Il paradosso cui ci troviamo davanti è che le sardine sono un movimento politico che vorrebbe essere civico (nel senso di aderente ai principi costituzionali, della civicità del nostro Paese, dell’essere semplicemente e solamente dei “bravi cittadini“) e che è costretto ad essere anche politico. Del resto non può essere però nemmeno soltanto politico, perché finirebbe col caratterizzarsi in qualche modo e diventare un “partito” (con la “p” minuscola, quindi una parte ben distinguibile rispetto al resto): quindi al tempo stesso alle sardine tocca essere civicamente politiche e politicamente civiche. Una contraddizione che dovranno risolvere se vorranno vivere attraverso i canoni della Carta del 1948, rispettandola appieno ma provando a diventare una forza di cambiamento anche sociale. Ammesso che sia questo il loro intento attuale e scopo futuro…

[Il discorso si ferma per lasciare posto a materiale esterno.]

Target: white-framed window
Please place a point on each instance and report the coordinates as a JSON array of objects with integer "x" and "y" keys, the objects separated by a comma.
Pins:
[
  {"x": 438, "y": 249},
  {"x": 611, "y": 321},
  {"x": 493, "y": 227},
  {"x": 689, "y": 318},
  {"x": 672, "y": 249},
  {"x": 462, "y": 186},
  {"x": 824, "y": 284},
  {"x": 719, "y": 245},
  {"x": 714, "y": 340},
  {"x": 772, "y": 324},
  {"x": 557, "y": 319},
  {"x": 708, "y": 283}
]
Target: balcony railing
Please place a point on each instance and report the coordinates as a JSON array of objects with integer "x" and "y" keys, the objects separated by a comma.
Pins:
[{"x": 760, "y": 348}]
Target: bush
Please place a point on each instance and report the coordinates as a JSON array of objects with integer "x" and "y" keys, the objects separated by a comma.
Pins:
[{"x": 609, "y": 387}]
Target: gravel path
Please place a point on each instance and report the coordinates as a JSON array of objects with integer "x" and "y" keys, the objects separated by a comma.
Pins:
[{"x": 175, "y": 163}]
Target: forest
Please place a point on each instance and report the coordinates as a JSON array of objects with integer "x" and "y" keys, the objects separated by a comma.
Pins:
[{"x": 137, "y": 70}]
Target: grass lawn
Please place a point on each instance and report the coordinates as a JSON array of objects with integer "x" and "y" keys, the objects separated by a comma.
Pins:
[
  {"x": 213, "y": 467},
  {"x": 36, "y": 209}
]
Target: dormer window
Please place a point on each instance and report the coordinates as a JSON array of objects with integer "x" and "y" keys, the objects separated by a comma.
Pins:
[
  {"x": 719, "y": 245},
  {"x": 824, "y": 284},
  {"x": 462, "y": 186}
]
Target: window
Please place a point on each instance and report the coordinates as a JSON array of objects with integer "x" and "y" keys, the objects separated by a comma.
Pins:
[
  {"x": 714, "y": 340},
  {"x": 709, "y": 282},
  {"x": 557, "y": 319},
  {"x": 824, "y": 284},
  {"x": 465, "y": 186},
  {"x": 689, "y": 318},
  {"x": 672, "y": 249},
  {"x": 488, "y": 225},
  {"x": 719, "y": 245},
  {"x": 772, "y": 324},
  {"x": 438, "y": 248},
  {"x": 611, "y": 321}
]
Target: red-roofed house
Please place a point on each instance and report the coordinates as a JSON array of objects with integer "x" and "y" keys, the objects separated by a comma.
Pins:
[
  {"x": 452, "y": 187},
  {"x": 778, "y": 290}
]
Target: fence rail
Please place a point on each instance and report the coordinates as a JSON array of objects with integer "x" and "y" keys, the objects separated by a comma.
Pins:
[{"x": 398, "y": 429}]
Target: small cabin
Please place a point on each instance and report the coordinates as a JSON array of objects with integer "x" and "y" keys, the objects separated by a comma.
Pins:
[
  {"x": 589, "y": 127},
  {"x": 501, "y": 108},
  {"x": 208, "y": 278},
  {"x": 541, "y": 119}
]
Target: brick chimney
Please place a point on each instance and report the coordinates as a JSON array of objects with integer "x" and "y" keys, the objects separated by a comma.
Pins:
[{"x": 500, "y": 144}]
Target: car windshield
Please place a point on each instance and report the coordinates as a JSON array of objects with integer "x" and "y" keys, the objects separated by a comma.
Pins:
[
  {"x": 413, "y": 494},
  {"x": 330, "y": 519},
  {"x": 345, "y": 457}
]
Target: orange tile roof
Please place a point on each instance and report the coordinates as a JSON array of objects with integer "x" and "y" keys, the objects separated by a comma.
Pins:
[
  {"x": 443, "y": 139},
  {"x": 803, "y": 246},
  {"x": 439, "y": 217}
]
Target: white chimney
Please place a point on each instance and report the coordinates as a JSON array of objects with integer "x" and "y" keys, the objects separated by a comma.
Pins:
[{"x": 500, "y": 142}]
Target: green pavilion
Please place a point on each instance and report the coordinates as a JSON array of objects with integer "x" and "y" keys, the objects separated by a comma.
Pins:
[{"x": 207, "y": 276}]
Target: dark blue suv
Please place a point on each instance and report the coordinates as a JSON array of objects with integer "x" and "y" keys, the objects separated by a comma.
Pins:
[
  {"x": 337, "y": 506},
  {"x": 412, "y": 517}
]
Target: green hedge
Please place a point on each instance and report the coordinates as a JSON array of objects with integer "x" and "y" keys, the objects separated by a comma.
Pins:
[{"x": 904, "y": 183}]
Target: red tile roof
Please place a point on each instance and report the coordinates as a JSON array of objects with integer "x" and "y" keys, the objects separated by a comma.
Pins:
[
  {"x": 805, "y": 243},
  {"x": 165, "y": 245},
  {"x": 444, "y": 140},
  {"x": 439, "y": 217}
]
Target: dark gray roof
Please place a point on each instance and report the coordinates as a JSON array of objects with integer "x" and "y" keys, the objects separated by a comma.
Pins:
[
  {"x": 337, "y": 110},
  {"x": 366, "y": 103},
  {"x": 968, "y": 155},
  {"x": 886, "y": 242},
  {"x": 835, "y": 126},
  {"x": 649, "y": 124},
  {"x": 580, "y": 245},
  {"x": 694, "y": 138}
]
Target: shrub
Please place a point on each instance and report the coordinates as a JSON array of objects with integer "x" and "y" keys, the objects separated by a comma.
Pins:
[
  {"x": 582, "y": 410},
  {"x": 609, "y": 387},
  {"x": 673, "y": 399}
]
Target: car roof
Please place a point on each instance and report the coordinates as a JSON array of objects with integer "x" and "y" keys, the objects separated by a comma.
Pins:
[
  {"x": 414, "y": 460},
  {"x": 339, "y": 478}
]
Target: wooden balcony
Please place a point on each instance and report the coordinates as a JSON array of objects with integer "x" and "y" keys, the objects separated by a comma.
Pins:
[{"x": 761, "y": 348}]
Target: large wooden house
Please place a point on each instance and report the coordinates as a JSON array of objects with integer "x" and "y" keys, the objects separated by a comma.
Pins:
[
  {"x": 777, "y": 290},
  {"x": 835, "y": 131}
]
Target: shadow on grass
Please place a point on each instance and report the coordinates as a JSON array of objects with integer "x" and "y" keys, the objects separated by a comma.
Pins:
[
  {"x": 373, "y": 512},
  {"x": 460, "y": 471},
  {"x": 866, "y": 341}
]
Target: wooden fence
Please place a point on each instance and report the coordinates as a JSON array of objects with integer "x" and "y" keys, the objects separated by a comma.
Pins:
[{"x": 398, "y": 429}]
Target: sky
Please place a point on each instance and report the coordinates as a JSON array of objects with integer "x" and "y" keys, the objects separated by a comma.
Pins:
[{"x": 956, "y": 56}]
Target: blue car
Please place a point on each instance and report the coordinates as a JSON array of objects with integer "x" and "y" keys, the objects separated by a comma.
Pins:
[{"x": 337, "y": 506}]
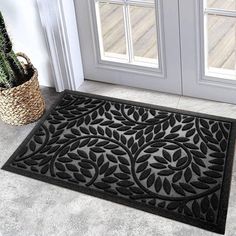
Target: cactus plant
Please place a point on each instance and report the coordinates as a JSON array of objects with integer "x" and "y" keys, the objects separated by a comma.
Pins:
[{"x": 11, "y": 71}]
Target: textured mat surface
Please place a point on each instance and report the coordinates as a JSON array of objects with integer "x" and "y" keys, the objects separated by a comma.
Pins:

Per questo, che senso ha cacciare dalla piazza una bandiera rossa con i simboli del lavoro, con i simboli di chi ha lottato per tante generazioni per questi valori di libertà dell’essere umano dal regime dei padroni (pardon… “imprenditori“), per la riduzione dei tempi di lavoro, per una unità dei lavoratori laddove invece il padrone li divideva con i livelli di fabbrica, per una scuola laica e democratica, per il diritto delle donne di decidere di sé stesse in ogni ambito della loro vita, per i diritti civili, contro ogni discriminazione etnica, sessuale, persino religiosa e filosofica? Che senso ha? Il nemico sono i colori, è il rosso, è la falce e martello?

Ecco, cacciare dalla piazza di una manifestazione di popolo i comunisti non può consentire subito dopo di dirsi “democratici” e “inclusivi“, privi di odio, fraternamente uniti da una coesione che rimane esclusivista e che, perciò, in sé, ha elementi di discriminazione, perché si trascina dietro anche delle comprensibili paure frutto di una politica per troppo tempo violentata da chi oggi appoggia appieno il movimento delle sardine e vorrebbe che diventasse un largo sostegno elettorale all’anti-salvinismo.

Care sardine, voi dite di rappresentare la “bellezza” di questo Paese: se davvero è così, non disprezzate chi crede che un movimento “che abolisce lo stato di cose presente” possa rinascere anche da una primordiale coscienza civile come la vostra. Tutto evolve, a seconda dei casi. Tutto si muove e si trasforma. Quindi non temete i colori, non temete di essere etichettati dai sovranisti con epiteti come “centri sociali“, “comunisti” o altro. Lo diranno ugualmente, sia che in piazza sventolino le bandiere rosse, verdi, bianche, gialle, sia che non ne sventoli nessuna.

Dovreste essere voi a rivitalizzare la partecipazione di tutte le differenze e non annullarle in nome di un civismo incolore. Dovreste essere voi, care sardine, a fare “egemonia culturale” su noi comunisti e insegnarci – visto che noi sembriamo aver smarrito la via (non certo soltanto per colpa nostra) – come diventare eguali a voi e fare paura non soltanto a Salvini ma ai padroni, agli sfruttatori.

Se ci vorrete al vostro fianco, ci saremo. Ma con le nostre bandiere, con i nostri simboli, con noi stessi: quindi con la nostra storia, identità e cultura che nessuno, nemmeno voi, ha il diritto di toglierci.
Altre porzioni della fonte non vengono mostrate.